Death toll rises to 52 after migrant boats capsize off Djibouti

People collect bodies on Jan. 30, 2019, along a beach in Obock, Djibouti, after two migrant boats capsized off the coast. (AFP Photo)

The remains of 52 people have been found and dozens are still missing after two boats capsized in rough waters off Djibouti, the U.N. migration agency said Wednesday, as body bags were laid out on the sand.

Sixteen survivors were recovered, and the tiny East African nation's coast guard continued a search and rescue operation after Tuesday's accident, the U.N. said in a statement. Witnesses said large waves caused the overloaded boats to tip over about a half-hour after departing.

An 18-year-old survivor told the migration agency he had boarded one of the boats with another 130 people, including 16 women. There were no immediate details on the second boat.

Thousands of migrants from the turbulent Horn of Africa region set off every year from Djibouti to cross the Bab al-Mandab Strait for the Arabian Peninsula with hopes of finding work in rich Gulf countries.

The vast majority of the migrants are Ethiopian, young and male, the migration agency says.

The crossing is dangerous, with smugglers in some cases forcing migrants overboard before reaching their destination.
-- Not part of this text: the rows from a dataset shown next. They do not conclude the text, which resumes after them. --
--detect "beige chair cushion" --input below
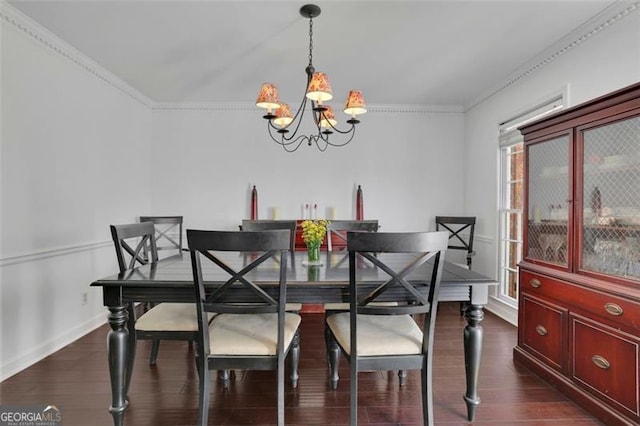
[324,302,398,311]
[209,312,301,355]
[136,303,215,331]
[327,312,422,356]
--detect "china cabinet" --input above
[514,83,640,424]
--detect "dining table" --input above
[90,251,497,426]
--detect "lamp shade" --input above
[307,72,333,103]
[344,90,367,117]
[256,83,280,111]
[320,106,338,129]
[273,104,293,128]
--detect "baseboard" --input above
[0,312,107,382]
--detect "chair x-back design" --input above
[436,216,476,269]
[140,216,183,252]
[326,232,448,426]
[187,229,301,425]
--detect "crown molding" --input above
[151,102,464,115]
[0,0,153,108]
[464,0,640,112]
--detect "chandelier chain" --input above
[309,18,313,66]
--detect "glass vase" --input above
[307,244,320,265]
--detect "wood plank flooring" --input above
[0,303,602,426]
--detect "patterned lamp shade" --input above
[256,83,280,112]
[344,90,367,117]
[273,104,293,128]
[320,106,338,129]
[307,72,333,103]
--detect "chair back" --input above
[187,229,290,355]
[110,222,158,272]
[436,216,476,269]
[347,231,448,318]
[140,216,183,252]
[242,219,298,253]
[327,220,379,251]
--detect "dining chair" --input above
[187,229,301,425]
[140,216,183,255]
[326,232,448,426]
[110,222,198,380]
[436,216,476,315]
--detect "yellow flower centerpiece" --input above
[300,219,329,265]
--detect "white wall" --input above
[0,7,151,380]
[465,10,640,320]
[152,108,464,231]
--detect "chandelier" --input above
[256,4,367,152]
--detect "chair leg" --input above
[398,370,407,387]
[422,355,434,426]
[124,303,137,395]
[325,328,341,390]
[460,302,469,317]
[290,330,300,389]
[349,360,358,426]
[149,339,160,365]
[198,360,211,426]
[219,370,231,389]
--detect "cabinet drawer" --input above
[519,293,567,371]
[570,314,640,416]
[520,271,640,331]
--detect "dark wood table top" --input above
[91,251,497,303]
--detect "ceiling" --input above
[3,0,629,106]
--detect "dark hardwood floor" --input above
[0,303,602,426]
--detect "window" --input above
[498,96,563,307]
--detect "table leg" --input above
[107,305,129,426]
[464,304,484,422]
Other boats have been fired on as they approach Yemen, where fighting continues between pro-government forces backed by a Saudi-led coalition and Houthi rebels.

"This tragic event demonstrates the risks that vulnerable migrants face as they innocently search for better lives," said the migration agency's Djibouti chief of mission, Lalini Veerassamy.
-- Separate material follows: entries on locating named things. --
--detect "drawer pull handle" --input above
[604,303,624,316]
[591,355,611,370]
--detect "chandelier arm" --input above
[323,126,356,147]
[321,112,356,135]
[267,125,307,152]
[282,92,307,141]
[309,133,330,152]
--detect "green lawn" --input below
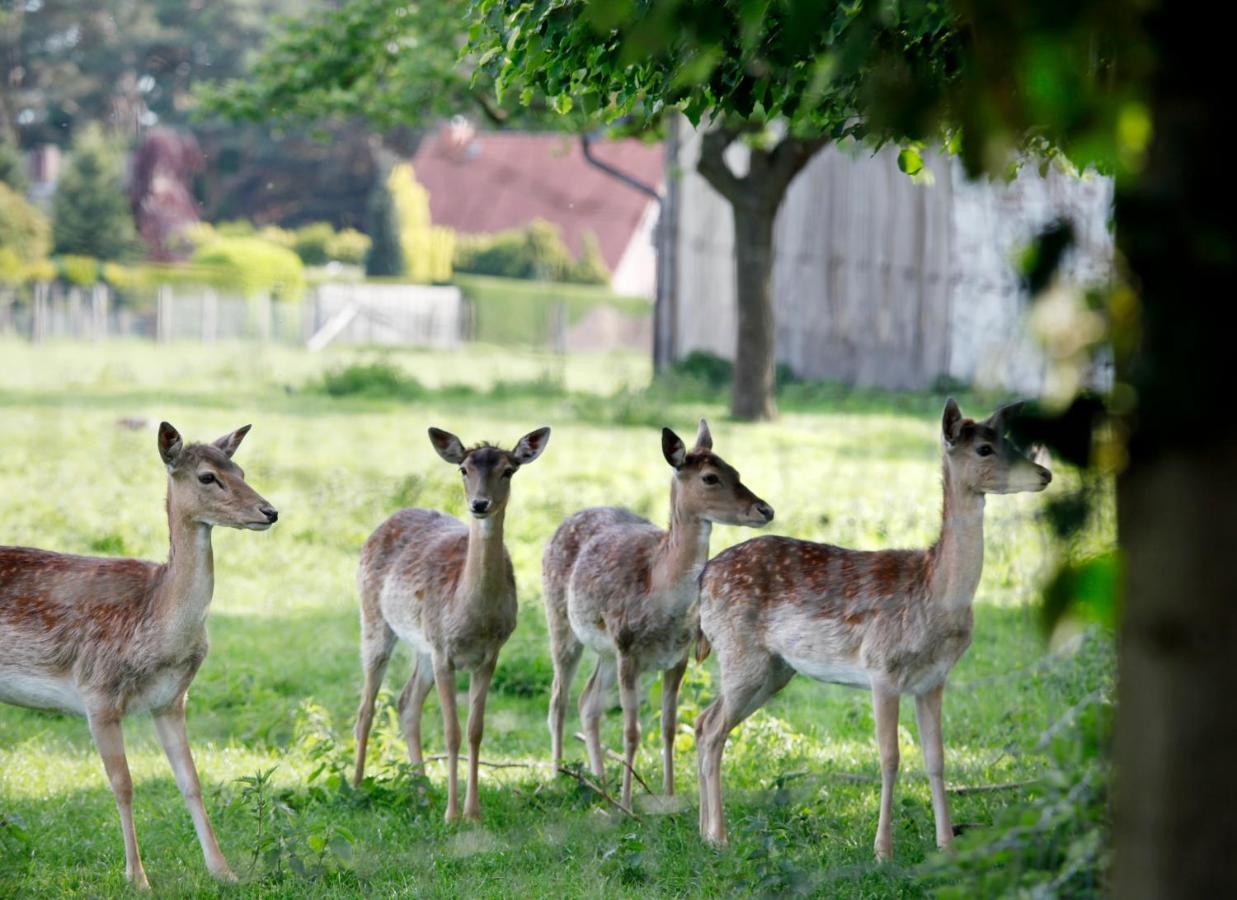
[0,340,1111,898]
The agency's Missing Migrants Project says at least 199 people have now drowned off the Djibouti coast near Obock, where the latest capsizing occurred, since 2014.

The Obock region, home to the port city of the same name from where the boats set sail, is unusual in that it sees people passing in both directions -- boatloads of Yemeni refugees fleeing war cross vessels carrying African migrants seeking better opportunities.
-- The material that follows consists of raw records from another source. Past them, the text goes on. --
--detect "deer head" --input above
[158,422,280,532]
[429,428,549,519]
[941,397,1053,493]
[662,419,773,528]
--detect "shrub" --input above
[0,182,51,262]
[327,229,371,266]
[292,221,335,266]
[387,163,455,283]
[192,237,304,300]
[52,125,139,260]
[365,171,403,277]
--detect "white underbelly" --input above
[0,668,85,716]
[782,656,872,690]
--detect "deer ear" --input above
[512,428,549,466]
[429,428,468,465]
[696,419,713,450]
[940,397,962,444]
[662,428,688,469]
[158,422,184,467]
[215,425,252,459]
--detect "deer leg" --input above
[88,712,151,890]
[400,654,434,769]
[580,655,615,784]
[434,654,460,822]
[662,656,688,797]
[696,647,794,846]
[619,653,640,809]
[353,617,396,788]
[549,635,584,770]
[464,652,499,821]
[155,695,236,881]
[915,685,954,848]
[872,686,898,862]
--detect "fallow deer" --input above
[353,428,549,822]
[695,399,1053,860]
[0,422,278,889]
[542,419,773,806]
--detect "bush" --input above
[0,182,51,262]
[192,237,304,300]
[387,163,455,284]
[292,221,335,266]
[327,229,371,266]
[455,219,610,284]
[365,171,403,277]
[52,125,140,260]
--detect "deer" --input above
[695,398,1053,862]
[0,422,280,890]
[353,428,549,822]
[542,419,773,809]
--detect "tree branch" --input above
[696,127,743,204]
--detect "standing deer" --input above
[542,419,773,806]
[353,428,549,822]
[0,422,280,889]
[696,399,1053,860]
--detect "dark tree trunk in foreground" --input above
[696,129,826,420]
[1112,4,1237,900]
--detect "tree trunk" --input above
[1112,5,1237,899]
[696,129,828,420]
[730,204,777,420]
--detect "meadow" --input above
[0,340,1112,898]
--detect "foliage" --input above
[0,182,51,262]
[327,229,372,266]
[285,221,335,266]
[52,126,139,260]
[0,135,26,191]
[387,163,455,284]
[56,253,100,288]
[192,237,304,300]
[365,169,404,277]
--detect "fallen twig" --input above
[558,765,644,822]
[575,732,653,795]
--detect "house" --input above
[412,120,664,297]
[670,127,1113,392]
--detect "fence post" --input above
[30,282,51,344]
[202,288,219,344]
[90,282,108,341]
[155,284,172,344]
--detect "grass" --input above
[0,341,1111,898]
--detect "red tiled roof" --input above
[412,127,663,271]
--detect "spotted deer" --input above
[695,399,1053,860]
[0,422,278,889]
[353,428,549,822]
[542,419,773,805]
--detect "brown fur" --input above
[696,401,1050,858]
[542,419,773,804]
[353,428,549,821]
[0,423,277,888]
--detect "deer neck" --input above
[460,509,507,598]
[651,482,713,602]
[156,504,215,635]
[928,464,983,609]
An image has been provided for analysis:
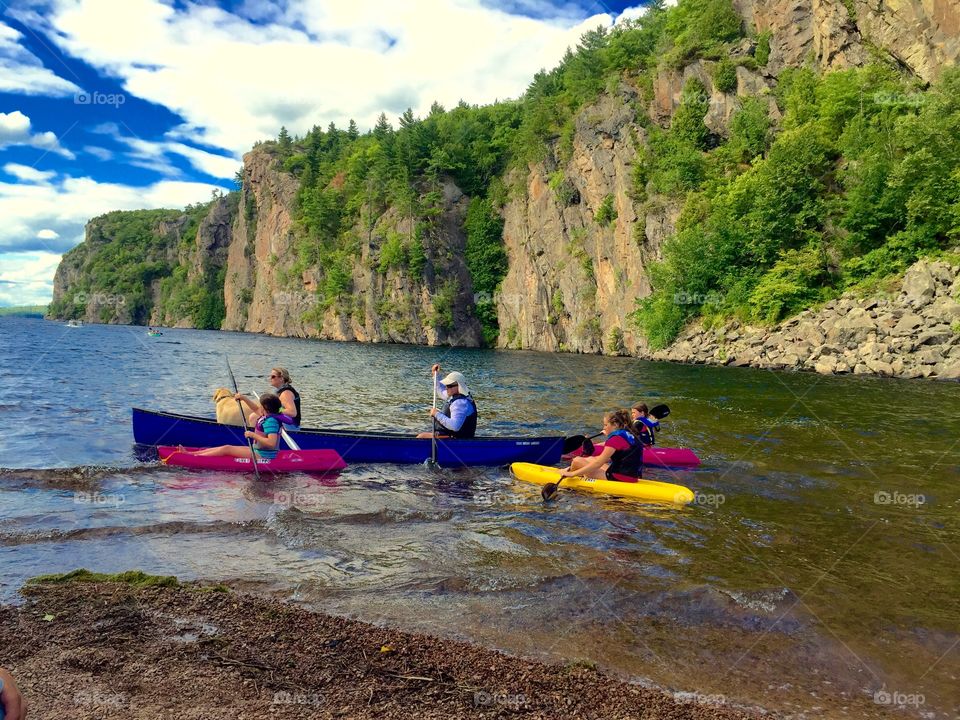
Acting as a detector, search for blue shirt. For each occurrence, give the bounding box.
[434,379,473,432]
[253,417,280,460]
In 2017, 100,000 migrants arrived in Yemen, with many aiming to head north to find work in Saudi Arabia and its neighbors.

"The number of new arrivals arriving in Yemen has been continuously increasing since 2012, despite the deepened insecurity and violence following the war that erupted in March 2015," the IOM said in its 2018-20 regional migration response plan.

"Arrivals peaked in 2016, when over 117,000 arrived in Yemen," it added.

This migration continues even though Yemen is facing one of the world's worst humanitarian crises.

U.N. officials say 80 percent of the population -- 24 million people -- are in need of aid and nearly 10 million are just one step away from famine.

IOM said that most of the journey migrants take to Yemen is by foot, walking across the scorching desert regions of eastern Ethiopia, Djibouti and northern Somalia.

Once they arrive in Yemen they could face torture, blackmail, sexual abuse or forced labor.

In 2017, some 2,900 people, mostly Somalis and Ethiopians, fled the dire conditions they had found in Yemen back to Djibouti.

The sea crossing itself has repeatedly proven perilous.

Last year, at least 30 migrants from Somalia and Ethiopia believed to be headed for Djibouti drowned when their boat capsized off Yemen amid reports of gunfire being used against those on board.

In August 2017, dozens of migrants from Somalia and Ethiopia died after human traffickers forced them off two Yemen-bound boats and into the sea.